The property consisted of an overcoat and electronic and musical equipment. The officer who took the property stated that he did so solely to safeguard it, and the committing magistrate and trial court evidently believed his testimony.
The property appeared to be of considerable value and was in plain sight on the rear seat of Miller’s car. The car was in an area known by the officers to have a high, incidence of burglary and could not be moved immediately since it was out of gas.
One of the doors of Miller’s car could not be locked. The officer who took the property testified that he did not try to get into Miller’s car trunk and that he neither had, nor asked Miller for, the car keys. Even if (1) Miller’s property could have fit into his car trunk and (2) a key thereto would have been furnished by him had the officers requested it, taking the property to the police station was a reasonable alternative method of protecting the property. Indeed the property would in all likelihood be safer at the police station than it would have been had it been placed in Miller’s car trunk in view of the high crime area in which the car was parked. The officers had reason to believe that the car would be left unattended for more than a de minimis period of time since they arrested Miller for a traffic violation.
Safeguarding the property manifestly was not solely for the owner’s benefit but also for the benefit of others. To leave the property in the unattended car following Miller’s arrest would have invited the commission of crime by minors and others and could have led to a needless consumption of police time in efforts to retrieve the property.
McComb, J., concurred.
Reasonable cause exists “when the facts and circumstances within the knowledge of the officers at the moment of the arrest are sufficient to warrant a prudent man in believing that the defendant has committed an offense. [Citations.]” (People v. Talley, 65 Cal.2d 830, 835 [56 Cal.Rptr. 492, 423 P.2d 564].)

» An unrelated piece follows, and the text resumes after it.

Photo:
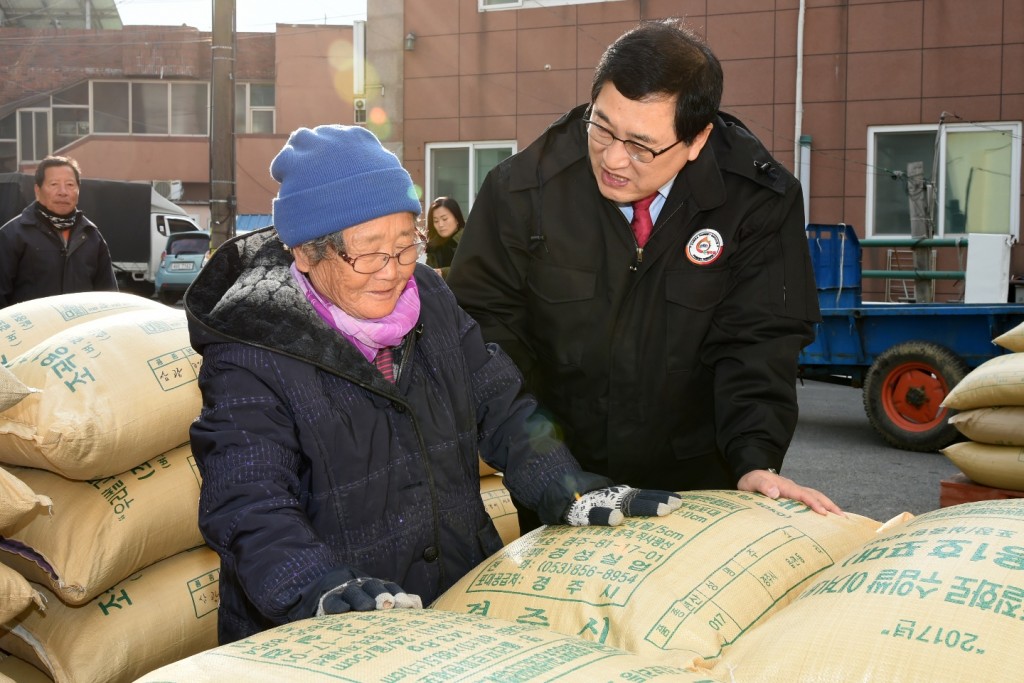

LaFave, supra, notes (at p. 255, fn. 49) that 1 Restatement of Torts (1934) section 119, comment j, concludes that if the actor’s belief that the other was guilty of the felony were required only one suspect could be arrested. Some of the majority’s language in this case indicates that a belief by the officer of the other’s guilt of a particular crime is required, although other of the majority’s language indicates that it is sufficient if the officer suspects the other’s guilt of a particular crime. Only the former language, of course, presents the problem mentioned by the Restatement of Torts, supra.
The majority also state that “Although the officer must suspect that an individual has committed the elements of a crime in order eventually to establish probable cause to arrest for commission of that crime, the officer need not articulate all his suspicions at the time of arrest, so long as he informs the arrestee of at least one ‘cause of the arrest.’ (Pen. Code, § 841; People v. Maddox ... 46 Cal.2d 301, 305 [294 P.2d 6]; People v. Superior Court ... 15 Cal.App.3d 146, 151-152 [92 Cal.Rptr. 916]; People v. Graves ... 263 Cal.App.2d 719, 737-738 [70 Cal.Rptr. 509] ....)” None of the citations support the first clause of the quoted statement.
A hypothetical example of the above appears in LaFave, supra, at page 254. “An officer investigating a murder found that the assembled evidence made it highly probable that a particular person had committed the offense. The suspect was a longtime personal friend of the officer, and consequently the officer could not bring himself to believe the suspect would commit such a crime. He nonetheless placed his friend under arrest.”